April 1, 2026

KITAAB

Connecting Asian writers with global readers

Book Review: Flesh by David Szalay

2 min read

Wani Nazir reviews this year’s Booker Prize winner, Flesh by David Szalay (Penguin Random House Ireland, 2025), calling it the quiet cartography of being.

David Szalay’s Flesh, which won the Booker Prize for Fiction in 2025, is one of the finest and most disturbing books ever written about embodiment. The book carries a line that ought to stay with you: “And all that burgeoning physicality is held within yourself as a sort of secret, even as it is also the actual surface that you present to the world, so that you’re left absurdly exposed, unsure whether the world knows everything about you or nothing, because you have no way of knowing whether these experiences that you’re having are universal or entirely specific.” The dialectic of privacy and disclosure, intimacy and estrangement is not just vital for István, Szalay’s protagonist; it also informs the novel’s intellectual architecture.

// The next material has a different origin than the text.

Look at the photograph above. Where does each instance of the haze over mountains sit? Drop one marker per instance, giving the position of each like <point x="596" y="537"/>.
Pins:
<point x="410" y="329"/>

Like in Camus’s The Stranger, it’s not the order of events or even the size of them that makes them deep; it’s how clearly they are seen.  Szalay turns ordinary into existential. His style is calm and uninflected, taking no pose as narration takes place, seemingly breathing rather than telling. Flesh is more a tone poem than a story, an increasingly resonant act of listening — to the body itself, its muted acts of betrayal and, just as often, its whispered hum of simply being alive in an indifferent world.